Fábulas 15, 16, 17, 18, 19, 20 e 21

 

15 – A assembleia dos ratos

         Um gato de nome Faro-Fino deu de fazer tal destroço na rataria de uma casa velha que os sobreviventes, sem ânimo de sair das tocas, estavam a ponto de morrer de fome.

         Tornando-se muito sério o caso, resolveram reunir-se em assembleia para o estudo da questão. Aguardaram para isso certa noite em que Faro-Fino andava aos mios pelo telhado, fazendo sonetos à Lua.

         – Acho – disse um deles – que o meio de nos defendermos de Faro-Fino é lhe atarmos um guizo ao pescoço. Assim que ele se aproxime, o guizo o denuncia e pomo-nos ao fresco a tempo.

         Palmas e bravos saudaram a luminosa ideia. O projeto foi aprovado com delírio. Só votou contra um rato casmurro, que pediu a palavra e disse:

         – Está tudo muito direito. Mas quem vai amarrar o guizo no pescoço de Faro-Fino?

         Silêncio geral. Um desculpou-se por não saber dar nó. Outro, porque não era tolo. Todos, porque não tinham coragem. E a assembleia dissolveu-se no meio de geral consternação.

         Dizer é fácil; fazer é que são elas!

                                                           *****

            – Que história essa de gato “fazendo sonetos à Lua”? – interpelou a menina. – A senhora está ficando muito “literária” vovó…

            Dona Benta riu-se. – Sim, minha filha. Apesar do meu desamor pela “literatura”, às vezes faço alguma. Isso aí é uma “imagem literária”. A Lua é um astro poético, e quando um gatinho anda miando pelo telhado, um poeta pode dizer que ele está fazendo sonetos à Lua. É uma bobagenzinha poética.

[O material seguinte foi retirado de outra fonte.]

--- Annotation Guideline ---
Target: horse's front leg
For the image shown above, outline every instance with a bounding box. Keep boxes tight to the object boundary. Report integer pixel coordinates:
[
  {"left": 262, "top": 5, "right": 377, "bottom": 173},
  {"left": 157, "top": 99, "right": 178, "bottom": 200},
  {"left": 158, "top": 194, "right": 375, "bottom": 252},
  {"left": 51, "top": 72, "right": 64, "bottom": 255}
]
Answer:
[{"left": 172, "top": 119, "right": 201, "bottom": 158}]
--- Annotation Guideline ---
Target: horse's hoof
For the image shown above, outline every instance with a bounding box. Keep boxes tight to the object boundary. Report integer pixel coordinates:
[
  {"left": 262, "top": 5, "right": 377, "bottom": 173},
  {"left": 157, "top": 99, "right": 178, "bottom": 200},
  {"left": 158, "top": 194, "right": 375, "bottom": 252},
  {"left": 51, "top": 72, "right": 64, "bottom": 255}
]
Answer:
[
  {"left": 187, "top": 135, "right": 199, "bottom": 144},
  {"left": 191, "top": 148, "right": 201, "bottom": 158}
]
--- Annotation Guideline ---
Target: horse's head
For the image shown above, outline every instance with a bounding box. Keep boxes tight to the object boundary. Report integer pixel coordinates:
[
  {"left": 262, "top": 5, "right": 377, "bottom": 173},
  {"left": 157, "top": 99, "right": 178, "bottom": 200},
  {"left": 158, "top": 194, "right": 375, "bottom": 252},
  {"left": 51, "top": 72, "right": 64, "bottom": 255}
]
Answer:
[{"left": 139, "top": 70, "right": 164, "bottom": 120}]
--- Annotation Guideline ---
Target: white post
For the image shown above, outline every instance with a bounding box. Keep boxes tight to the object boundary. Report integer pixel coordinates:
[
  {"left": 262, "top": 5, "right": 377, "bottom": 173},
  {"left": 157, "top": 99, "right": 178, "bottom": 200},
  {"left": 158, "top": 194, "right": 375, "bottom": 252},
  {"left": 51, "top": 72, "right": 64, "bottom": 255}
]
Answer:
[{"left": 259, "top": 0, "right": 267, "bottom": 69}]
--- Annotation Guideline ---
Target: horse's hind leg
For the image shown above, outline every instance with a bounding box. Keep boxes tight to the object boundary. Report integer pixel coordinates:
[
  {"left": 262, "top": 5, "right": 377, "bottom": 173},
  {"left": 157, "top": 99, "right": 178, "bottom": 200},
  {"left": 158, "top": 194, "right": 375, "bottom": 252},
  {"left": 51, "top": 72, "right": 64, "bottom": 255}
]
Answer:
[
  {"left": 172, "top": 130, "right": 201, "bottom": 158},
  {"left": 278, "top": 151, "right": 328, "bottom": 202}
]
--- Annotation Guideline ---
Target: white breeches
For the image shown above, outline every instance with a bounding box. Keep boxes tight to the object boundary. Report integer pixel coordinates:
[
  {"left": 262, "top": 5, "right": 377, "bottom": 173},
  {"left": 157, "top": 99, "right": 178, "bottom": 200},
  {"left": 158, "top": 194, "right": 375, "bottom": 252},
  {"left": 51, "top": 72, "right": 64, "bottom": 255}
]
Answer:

            – “Desamor pela literatura”, vovó? – estranhou Pedrinho. – Então a senhora desama a literatura?

            Dona Benta suspirou.

            – Meu filho, há duas espécies de literatura, uma entre aspas e outra sem aspas. Eu gosto desta e detesto aquela. A literatura sem aspas é a dos grandes livros; e a com aspas é a dos livros que não valem nada. Se eu digo: “Estava uma linda manhã de céu azul”, estou fazendo literatura sem aspas, da boa. Mas se eu digo: “Estava uma gloriosa manhã de céu americanamente azul”, eu faço “literatura” da aspada – da que merece pau.

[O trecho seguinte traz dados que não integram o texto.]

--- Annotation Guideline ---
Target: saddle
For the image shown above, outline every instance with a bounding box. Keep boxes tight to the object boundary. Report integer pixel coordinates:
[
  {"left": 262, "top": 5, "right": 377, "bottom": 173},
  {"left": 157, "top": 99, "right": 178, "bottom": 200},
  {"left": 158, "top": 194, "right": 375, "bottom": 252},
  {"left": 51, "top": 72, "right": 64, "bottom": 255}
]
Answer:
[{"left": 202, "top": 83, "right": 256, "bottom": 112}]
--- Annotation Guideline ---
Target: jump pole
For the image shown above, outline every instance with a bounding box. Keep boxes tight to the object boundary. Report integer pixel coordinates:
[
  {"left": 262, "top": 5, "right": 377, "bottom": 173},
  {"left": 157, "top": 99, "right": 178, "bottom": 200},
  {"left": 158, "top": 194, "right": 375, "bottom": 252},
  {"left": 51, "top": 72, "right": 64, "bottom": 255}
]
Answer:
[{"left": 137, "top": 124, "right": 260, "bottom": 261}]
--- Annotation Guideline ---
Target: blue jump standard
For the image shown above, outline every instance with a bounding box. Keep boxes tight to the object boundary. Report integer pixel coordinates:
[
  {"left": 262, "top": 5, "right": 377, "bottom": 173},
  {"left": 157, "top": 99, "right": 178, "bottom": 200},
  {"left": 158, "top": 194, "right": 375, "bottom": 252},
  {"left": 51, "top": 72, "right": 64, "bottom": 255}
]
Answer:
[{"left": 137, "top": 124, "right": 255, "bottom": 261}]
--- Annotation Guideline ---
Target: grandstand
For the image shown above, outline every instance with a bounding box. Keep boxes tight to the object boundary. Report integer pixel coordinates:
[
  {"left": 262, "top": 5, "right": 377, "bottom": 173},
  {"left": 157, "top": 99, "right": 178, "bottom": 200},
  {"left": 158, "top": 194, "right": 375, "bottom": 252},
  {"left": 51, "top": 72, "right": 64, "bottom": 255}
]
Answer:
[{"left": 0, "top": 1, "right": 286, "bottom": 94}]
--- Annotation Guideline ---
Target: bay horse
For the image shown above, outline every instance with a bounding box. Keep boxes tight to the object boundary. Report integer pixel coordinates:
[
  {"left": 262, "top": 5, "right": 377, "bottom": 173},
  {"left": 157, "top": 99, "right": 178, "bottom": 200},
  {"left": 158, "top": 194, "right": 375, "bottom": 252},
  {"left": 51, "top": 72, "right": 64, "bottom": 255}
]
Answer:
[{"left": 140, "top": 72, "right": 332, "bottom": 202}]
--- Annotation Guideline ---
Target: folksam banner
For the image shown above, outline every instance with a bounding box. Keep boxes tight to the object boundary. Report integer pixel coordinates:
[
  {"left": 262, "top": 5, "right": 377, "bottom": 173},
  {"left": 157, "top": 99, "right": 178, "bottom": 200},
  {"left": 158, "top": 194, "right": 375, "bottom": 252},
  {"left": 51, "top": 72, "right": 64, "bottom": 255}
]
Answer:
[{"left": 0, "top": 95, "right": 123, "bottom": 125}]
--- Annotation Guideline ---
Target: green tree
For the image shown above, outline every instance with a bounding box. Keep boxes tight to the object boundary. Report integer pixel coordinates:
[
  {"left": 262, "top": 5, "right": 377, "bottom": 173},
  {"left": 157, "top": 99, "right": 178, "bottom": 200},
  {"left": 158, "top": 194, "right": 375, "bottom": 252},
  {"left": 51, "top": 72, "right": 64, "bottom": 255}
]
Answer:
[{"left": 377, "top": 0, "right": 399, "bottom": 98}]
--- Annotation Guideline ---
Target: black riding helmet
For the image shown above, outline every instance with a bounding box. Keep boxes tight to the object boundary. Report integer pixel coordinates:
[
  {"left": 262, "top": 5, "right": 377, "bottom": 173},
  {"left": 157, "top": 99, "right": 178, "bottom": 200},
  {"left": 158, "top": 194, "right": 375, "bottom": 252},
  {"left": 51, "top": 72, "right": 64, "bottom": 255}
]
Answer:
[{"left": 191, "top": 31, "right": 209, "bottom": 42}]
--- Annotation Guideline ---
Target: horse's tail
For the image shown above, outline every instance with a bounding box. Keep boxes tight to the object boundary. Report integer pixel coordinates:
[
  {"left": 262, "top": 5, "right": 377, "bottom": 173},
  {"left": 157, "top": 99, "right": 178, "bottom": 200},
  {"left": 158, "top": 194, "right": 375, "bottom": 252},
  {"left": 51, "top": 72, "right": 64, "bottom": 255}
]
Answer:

            – Compreendo, vovó – disse a menina –, e sei de um exemplo ainda melhor. No dia dos anos da Candoca o jornal da vila trouxe uma notícia assim: “Colhe hoje mais uma violeta no jardim da sua preciosa existência a gentil senhorita Candoca de Moura, ebúrneo ornamento da sociedade itaoquense”. Isso me parece literatura com dez aspas.

            – E é, minha filha. É da que pede pau…

 

16 – O galo que logrou a raposa

         Um velho galo matreiro, percebendo a aproximação da raposa, empoleirou-se numa árvore. A raposa, desapontada, murmurou consigo: “Deixe estar, seu malandro, que já te curo!…”. E em voz alta:

         – Amigo, venho contar uma grande novidade: acabou-se a guerra entre os animais. Lobo e cordeiro, gavião e pinto, onça e veado, raposa e galinhas, todos os bichos andam agora aos beijos, como namorados. Desça desse poleiro e venha receber o meu abraço de paz e amor.

         – Muito bem! – exclamou o galo. – Não imagina como tal notícia me alegra! Que beleza vai ficar o mundo, limpo de guerras, crueldades e traições! Vou já descer para abraçar a amiga raposa, mas… como lá vêm vindo três cachorros, acho bom esperá-los, para que também eles tomem parte na confraternização.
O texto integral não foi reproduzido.